Xerxes: [incensed at what Leonidas just said] There will be no glory in your sacrifice. I will erase even the memory of Sparta from the histories. Every piece of Greek parchment shall be burned, and every Greek historian and every scribe shall have their eyes put out and their tongues cut from their mouths! Why, uttering the very name of Sparta or Leonidas will be punishable by death! The world will never know you existed at all!
Leonidas: The world will know that free men stood against a tyrant, that few stood against many and, before this battle is over, that even a god-king can bleed.
[Gorgo meets Theron]
Theron: Beautiful night.
Gorgo: Yes, but I did not ask you here for a small talk, Theron [grabs her dress and walks with Theron]
Theron: You can be sure of that, you never spared words with me.
Gorgo: Can I offer you something?. A drink perhaps?.
Theron: [nervously] Is it poison?
Gorgo: I'm sorry to disappoint you, it's only water.
Theron[drinks his water in a cup] I'm told it's been arranged for you to go before the council.
Theron: I need your help in winning votes to send the army north to our king.
Theron: I can see it, the two of us standing together. Me, politician. You, warrior. Our voices as one. But why would I want to do that?
Gorgo: It proves you care for a king who right now fights for the very water we drink.
Theron: True, But this is politics, not war. Leonidas is an idealist.
Gorgo: I know your kind too well. You send men to slaughter for your own gain.

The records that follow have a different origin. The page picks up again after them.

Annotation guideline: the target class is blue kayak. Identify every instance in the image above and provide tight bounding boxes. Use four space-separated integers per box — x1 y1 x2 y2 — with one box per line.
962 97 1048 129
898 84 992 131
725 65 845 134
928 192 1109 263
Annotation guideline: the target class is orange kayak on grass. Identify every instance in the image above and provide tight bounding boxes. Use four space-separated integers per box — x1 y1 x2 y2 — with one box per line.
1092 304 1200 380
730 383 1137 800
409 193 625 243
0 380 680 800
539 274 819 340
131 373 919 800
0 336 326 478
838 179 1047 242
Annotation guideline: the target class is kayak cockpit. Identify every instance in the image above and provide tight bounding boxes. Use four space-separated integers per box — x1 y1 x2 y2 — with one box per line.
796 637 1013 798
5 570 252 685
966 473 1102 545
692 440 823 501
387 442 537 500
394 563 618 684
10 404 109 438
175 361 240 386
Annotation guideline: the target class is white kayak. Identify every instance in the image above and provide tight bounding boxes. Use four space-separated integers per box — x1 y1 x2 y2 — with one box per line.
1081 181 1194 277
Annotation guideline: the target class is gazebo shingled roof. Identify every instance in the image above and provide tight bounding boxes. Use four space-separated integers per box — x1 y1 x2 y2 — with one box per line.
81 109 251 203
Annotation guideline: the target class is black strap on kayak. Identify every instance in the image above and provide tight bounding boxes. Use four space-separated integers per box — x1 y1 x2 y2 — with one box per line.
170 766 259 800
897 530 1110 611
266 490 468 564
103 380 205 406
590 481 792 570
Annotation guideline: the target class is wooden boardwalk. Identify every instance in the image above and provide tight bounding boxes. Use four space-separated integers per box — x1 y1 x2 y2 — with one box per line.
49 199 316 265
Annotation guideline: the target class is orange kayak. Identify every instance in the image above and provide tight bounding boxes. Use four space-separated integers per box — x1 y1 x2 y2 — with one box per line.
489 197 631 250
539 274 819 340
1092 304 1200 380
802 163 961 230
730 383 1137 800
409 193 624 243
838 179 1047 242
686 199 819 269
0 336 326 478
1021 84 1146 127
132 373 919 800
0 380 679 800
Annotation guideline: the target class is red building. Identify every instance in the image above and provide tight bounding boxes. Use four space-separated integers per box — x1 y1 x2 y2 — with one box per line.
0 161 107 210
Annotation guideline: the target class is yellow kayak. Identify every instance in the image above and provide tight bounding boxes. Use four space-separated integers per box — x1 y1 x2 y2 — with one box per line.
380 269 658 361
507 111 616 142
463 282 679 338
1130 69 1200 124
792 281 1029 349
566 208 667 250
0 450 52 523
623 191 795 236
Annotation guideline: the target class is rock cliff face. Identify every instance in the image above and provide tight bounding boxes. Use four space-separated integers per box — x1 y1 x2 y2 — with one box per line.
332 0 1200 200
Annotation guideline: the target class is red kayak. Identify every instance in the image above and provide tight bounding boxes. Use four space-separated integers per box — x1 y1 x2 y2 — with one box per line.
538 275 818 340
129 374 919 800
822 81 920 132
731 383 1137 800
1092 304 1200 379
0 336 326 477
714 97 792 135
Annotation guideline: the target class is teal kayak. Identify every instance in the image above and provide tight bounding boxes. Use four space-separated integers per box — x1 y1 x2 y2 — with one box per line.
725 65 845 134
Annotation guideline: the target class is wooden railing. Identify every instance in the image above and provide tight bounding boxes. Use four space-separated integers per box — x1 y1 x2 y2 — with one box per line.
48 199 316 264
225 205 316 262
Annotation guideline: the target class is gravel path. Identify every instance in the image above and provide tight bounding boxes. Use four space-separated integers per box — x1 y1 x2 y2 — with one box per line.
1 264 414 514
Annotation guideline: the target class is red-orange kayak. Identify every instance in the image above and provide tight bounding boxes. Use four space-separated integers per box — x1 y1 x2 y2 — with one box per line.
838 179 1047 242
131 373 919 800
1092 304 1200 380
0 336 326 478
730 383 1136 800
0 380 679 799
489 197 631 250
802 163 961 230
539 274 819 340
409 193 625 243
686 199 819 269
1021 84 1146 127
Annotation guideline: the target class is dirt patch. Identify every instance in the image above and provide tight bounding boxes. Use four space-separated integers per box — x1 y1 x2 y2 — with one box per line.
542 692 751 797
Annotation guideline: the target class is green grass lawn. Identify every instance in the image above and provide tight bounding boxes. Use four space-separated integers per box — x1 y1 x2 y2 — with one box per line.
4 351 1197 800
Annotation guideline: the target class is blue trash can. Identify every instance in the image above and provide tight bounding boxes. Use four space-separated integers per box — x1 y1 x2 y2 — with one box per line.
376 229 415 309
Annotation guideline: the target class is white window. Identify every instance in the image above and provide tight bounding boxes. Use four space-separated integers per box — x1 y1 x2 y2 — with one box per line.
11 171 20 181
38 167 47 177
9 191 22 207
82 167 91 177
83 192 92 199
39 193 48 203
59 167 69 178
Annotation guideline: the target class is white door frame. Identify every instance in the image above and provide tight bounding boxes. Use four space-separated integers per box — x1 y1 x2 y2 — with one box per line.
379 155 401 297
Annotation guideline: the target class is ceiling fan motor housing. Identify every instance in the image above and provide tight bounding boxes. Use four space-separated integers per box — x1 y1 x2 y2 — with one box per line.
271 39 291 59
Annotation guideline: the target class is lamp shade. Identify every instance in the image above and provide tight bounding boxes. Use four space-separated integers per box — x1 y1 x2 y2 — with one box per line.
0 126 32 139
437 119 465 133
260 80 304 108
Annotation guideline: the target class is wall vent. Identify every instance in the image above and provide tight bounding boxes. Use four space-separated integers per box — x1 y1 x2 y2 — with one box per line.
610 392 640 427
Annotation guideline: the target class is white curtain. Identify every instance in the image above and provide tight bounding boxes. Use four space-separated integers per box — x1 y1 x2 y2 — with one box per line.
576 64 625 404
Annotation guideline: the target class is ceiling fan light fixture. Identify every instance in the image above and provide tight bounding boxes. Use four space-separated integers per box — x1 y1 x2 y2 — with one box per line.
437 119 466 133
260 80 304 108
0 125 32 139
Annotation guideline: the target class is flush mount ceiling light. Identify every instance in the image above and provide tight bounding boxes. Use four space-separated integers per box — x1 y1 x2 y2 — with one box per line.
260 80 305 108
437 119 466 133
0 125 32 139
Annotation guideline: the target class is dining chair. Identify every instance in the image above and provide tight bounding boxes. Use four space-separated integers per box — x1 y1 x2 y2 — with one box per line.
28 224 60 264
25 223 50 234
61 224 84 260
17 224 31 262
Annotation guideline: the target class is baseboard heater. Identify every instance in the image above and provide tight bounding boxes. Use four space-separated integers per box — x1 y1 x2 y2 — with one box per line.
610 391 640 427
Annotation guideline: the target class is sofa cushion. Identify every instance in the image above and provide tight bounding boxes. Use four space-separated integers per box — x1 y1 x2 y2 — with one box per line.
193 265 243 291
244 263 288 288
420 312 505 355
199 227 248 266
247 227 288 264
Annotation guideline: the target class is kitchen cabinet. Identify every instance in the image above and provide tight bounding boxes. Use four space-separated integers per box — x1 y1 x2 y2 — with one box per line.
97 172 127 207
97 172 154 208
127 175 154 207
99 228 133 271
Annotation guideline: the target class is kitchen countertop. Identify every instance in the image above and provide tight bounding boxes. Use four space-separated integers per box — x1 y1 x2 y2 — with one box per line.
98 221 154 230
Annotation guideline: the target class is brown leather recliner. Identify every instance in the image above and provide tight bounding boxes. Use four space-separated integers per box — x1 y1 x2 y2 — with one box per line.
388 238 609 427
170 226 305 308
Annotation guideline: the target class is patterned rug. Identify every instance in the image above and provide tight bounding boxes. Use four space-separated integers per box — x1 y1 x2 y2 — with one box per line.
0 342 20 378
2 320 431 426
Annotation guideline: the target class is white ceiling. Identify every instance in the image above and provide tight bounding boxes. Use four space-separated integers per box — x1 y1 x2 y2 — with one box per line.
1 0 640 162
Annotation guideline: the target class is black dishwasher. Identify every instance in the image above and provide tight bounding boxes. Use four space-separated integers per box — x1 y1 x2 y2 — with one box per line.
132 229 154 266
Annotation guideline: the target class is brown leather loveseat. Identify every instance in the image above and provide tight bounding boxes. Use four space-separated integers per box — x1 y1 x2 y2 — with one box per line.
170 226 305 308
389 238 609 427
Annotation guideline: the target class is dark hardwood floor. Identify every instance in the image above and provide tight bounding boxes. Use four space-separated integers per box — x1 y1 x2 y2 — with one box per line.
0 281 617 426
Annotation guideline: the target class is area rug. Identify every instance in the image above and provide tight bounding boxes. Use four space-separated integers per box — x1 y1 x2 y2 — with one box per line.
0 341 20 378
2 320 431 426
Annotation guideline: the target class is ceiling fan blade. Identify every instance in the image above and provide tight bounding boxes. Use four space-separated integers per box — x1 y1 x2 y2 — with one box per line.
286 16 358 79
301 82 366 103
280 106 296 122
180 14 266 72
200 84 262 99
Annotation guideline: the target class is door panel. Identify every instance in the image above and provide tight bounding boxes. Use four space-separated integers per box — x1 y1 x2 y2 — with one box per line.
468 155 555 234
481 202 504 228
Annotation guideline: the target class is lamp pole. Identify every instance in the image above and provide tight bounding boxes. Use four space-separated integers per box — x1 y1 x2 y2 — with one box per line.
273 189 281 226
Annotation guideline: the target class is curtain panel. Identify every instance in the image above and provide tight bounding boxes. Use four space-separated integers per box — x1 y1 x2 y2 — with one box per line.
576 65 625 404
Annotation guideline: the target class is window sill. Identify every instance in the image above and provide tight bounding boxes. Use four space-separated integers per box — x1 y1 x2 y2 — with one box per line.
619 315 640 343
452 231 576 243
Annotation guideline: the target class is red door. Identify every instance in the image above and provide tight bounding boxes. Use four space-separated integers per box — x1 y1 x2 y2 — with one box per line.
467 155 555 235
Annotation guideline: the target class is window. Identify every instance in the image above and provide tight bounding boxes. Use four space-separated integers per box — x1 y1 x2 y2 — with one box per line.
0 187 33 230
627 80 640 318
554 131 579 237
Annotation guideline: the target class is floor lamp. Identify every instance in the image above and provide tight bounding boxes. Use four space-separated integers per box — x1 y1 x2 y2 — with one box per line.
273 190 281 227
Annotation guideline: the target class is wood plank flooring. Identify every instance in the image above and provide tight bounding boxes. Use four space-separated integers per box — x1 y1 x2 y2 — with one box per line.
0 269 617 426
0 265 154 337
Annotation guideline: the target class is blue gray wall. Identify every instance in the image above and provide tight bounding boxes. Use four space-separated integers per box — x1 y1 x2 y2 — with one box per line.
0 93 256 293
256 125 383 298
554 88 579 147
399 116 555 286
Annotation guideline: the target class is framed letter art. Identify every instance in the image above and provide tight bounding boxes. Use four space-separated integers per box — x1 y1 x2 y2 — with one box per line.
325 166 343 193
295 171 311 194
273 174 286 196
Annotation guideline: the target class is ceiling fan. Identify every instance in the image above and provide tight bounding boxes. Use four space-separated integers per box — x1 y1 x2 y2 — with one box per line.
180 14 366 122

Theron: Your husband, our king, has taken 300 of our finest to slaughter. He's broken our laws and left without the council's consent. I'm simply a realist.
Gorgo: You're an opportunist.
Theron: You're as foolish as Leonidas if you think men don't have a price in this world. All men are not created equal. That's the Spartan code, my little queen. [reels from being slapped by Gorgo] I admire your passion. But don't think that you... A woman, even a queen can walk into the council chamber and sway the minds of men. [coldly] I own that chamber as if it were built with these hands. [grabs Gorgo by the throat and pins her back into the wall] I could crush the life out of you right now. [into Gorgo's face] You will go before the council, but your words will fall on deaf ears. Leonidas will receive no reinforcements, and if he returns without my help, he will go to jail or worse! Now, Do you love your Sparta?
Theron: And your king?
Gorgo: I do!
Theron: [releases grip on Gorgo's throat and tightens his strap cape] Your husband fights for his land and his love. What do you have to offer in return for my word that I'll help you send our army north?
Gorgo: What does a realist want with his queen?
Theron: I think you know. [pauses; amazed at Gorgo stripping her dress, he presses her against the wall] This will not be over quickly. You will not enjoy this. I am not your king. [begins to rape Gorgo]
[Leonidas sees the other Greek forces pulling out upon hearing reports of Ephialtes tipping off the Persians about the goat path and planning an encirclement]
Leonidas: This battle is over when I say it is over.
Daxos: By morning the Immortals will surround us. The hot gates will fall.
Leonidas: SPARTANS! PREPARE FOR GLORY!!!
Daxos: Glory? Have you gone mad? There's no glory to be hunted now. Only retreat or surrender... or death.
Leonidas: Well, that's an easy choice for us, Arcadian. Spartans never retreat! Spartans never surrender! Go spread the word. Let every Greek assembled know the truth of this. Let each among them search his own soul. And while you're at it, search your own.